Rather than blame the language, my instincts point to neglect.  To say, “we failed to manage the life-cycle of legacy applications”, is not easy to admit. Even more of a challenge is admitting that instead of integrating, we bolted on systems.  No matter the technical language in use, as developers we must hold ourselves accountable to documenting our code and the interfaces we build. Just like in College when my last task before turning in my programs was to reluctantly provide a flowchart and to add comments to my code, these same poor habits are unfortunately widespread and have seemingly gone unmanaged.  When developers neglect to document a legacy system it becomes a literal black box. Too many times, this is where neglect sets in, and this must change.

State governments put millions into legacy systems yet most often are reluctant to spend the resources or money on the operational oversight needed for maintenance. In the end applications simply work to produce output. We need to jump one step further in our development language discussions.  Delving into no-code/low-code would allow the business to maintain the data on the mainframe, introduce an interactive web front end, and make use of the power of the mainframe system. No-code/low-code supports speedier development and deployment of solutions, and if planned well, maximizes the life of legacy systems.  It allows for migration versus the costly and high risk rip and replace strategy.  Legacy transformation maintains and extends the investment and value of the legacy system through migration to new platforms.  This transformative process does not take place quickly by design. 

I believe no-code/low-code addresses the genuine need to modernize in order to meet the increasing citizen expectations, particularly around case management and process automation.  The State of Nebraska has been utilizing low-code for our Enterprise Content Management (ECM) application for several years now in combination with Agile development and we have realized the benefits of rapid deployment.

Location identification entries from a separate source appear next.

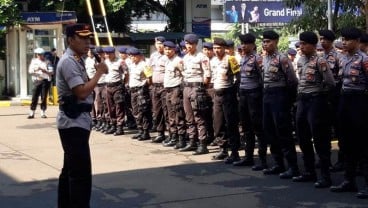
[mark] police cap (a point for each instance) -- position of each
(122, 49)
(219, 41)
(351, 33)
(270, 34)
(308, 37)
(327, 34)
(292, 52)
(247, 38)
(208, 45)
(191, 38)
(79, 29)
(108, 49)
(169, 44)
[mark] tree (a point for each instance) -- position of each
(345, 13)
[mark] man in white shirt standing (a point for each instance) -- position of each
(41, 72)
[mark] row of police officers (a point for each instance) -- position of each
(199, 97)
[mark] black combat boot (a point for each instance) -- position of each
(138, 135)
(202, 148)
(119, 131)
(172, 142)
(191, 146)
(181, 142)
(145, 136)
(111, 130)
(159, 138)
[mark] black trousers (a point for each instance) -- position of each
(277, 126)
(312, 122)
(75, 181)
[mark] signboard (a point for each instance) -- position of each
(259, 12)
(49, 17)
(201, 17)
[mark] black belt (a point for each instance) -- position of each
(193, 84)
(114, 84)
(157, 84)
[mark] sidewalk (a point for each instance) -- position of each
(130, 173)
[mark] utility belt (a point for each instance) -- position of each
(114, 84)
(71, 108)
(223, 91)
(271, 90)
(304, 96)
(193, 84)
(158, 85)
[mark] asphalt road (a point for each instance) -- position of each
(129, 173)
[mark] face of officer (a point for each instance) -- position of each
(191, 47)
(307, 48)
(208, 52)
(159, 46)
(350, 45)
(169, 52)
(110, 56)
(269, 45)
(325, 43)
(219, 51)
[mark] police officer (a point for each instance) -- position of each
(250, 93)
(114, 91)
(129, 121)
(312, 116)
(225, 70)
(353, 110)
(174, 96)
(279, 85)
(158, 92)
(139, 75)
(326, 38)
(197, 74)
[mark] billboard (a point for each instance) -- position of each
(238, 11)
(201, 17)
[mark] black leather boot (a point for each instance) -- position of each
(172, 142)
(138, 135)
(191, 146)
(145, 136)
(111, 130)
(119, 131)
(202, 148)
(159, 138)
(181, 142)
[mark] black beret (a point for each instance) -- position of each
(364, 38)
(308, 37)
(108, 49)
(133, 51)
(122, 49)
(79, 29)
(169, 44)
(327, 34)
(99, 49)
(297, 44)
(338, 44)
(351, 33)
(292, 51)
(247, 38)
(219, 41)
(230, 43)
(191, 38)
(160, 39)
(208, 45)
(270, 34)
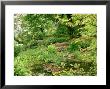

The result is enhanced applications with customer-facing workflow automation. Small changes and also small failures are more palatable to the business and our customers. Updated functionalities can be added to meet business requirements not being met by the legacy application, which include enhanced browser and mobile access capabilities along with self-service for our customers.


Summing it Up

A better understanding of citizen needs will help close the more significant issue which are the process gaps that exist in legacy systems. States should be delivering solutions that enable productivity gains for both the State and our customers. Forms submitted by citizens online and then re-entered into the legacy system should be closely examined.  Taking this approach will allow us to efficiently migrate and update business functionality from the legacy systems into the production environment, using middleware to integrate with the backend functions still supported by the legacy system. Low-code tools enable organizations to build software with professional developers in far less time especially web and mobile applications while minimizing the need for native programming.  Lower cost with improved and rapid results via agile development will accelerate low-code platform growth and acceptance.

As always, I appreciate your hard work and respect for the taxpayers of the State of Nebraska, which you show each and every day.


As always, I appreciate the work you have all done to support the needs of the citizens of Nebraska, especially during these challenging times.